Cotidiano

Mãe de menina com autismo nível 3 faz campanha para construir quarto sensorial e dar mais segurança à filha

Sem conseguir descansar um minuto sequer, Geni Farias enfrenta diariamente as crises da pequena Elisa e busca transformar um cômodo da casa em um refúgio de acolhimento, proteção e desenvolvimento.

H+ Andradina
06/08/26 às 10h00

Há mães que enfrentam noites mal dormidas. Outras convivem com a preocupação constante. Mas existem aquelas que vivem em estado permanente de alerta, sem conseguir desligar por um único instante. É assim a rotina de Geni Farias.

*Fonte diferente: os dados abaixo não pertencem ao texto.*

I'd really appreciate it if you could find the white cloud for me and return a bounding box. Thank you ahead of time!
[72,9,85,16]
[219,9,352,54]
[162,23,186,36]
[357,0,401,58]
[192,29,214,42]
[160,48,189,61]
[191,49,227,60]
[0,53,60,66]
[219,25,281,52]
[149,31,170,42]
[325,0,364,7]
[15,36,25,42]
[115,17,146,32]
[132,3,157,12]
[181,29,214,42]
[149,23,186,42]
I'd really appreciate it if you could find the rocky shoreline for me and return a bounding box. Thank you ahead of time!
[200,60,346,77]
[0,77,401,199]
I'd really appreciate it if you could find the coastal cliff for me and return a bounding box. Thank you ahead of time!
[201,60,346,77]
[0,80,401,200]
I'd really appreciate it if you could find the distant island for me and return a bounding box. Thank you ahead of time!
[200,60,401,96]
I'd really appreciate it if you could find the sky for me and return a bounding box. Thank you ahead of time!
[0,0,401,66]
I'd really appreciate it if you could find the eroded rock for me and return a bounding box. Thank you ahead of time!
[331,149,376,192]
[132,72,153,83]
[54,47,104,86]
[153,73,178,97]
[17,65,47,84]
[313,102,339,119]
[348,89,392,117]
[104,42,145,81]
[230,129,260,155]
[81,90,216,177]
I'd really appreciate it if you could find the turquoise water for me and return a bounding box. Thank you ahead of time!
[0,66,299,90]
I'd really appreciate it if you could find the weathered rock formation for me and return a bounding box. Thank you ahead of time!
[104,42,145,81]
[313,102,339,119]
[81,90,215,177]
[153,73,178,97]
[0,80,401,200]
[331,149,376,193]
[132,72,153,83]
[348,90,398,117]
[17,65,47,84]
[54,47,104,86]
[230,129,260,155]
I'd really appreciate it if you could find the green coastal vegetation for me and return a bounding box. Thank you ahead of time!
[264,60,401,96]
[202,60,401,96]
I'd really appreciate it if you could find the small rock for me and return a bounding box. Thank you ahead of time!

Mãe da adolescente Elisa, diagnosticada com Transtorno do Espectro Autista (TEA) nível 3, Geni convive diariamente com uma realidade que poucas pessoas conhecem de perto: crises intensas, hiperatividade extrema e o medo constante de que a filha se machuque.

A menina simplesmente não consegue parar. "Ela anda o tempo todo. O pezinho dela chega a ficar esfolado de tanto caminhar. Ela não consegue sentar, não consegue descansar. A hiperatividade não permite", conta a mãe.

Dentro de casa, as marcas dessa luta estão por toda parte. A porta do quarto e vidros  já foram quebrados durante as crises. Geni carrega no próprio corpo os arranhões de inúmeras tentativas de proteger a filha. Elisa também acaba se machucando, muitas vezes sem perceber o risco ao seu redor.

Cada móvel representa um possível perigo. Cada crise exige força física, equilíbrio emocional e um amor que parece não conhecer limites. Mesmo exausta, Geni continua.

"Não é fácil expor nossa vida dessa forma. Mas eu faria qualquer coisa para conseguir oferecer um lugar onde minha filha possa viver com mais conforto e segurança."

Foi dessa necessidade que nasceu a campanha para construir um quarto sensorial especialmente adaptado para Elisa. A ideia vai muito além de decorar um ambiente. O objetivo é criar um espaço seguro, onde ela possa se regular durante as crises, reduzir a sobrecarga sensorial e encontrar conforto quando tudo ao seu redor parece intenso demais.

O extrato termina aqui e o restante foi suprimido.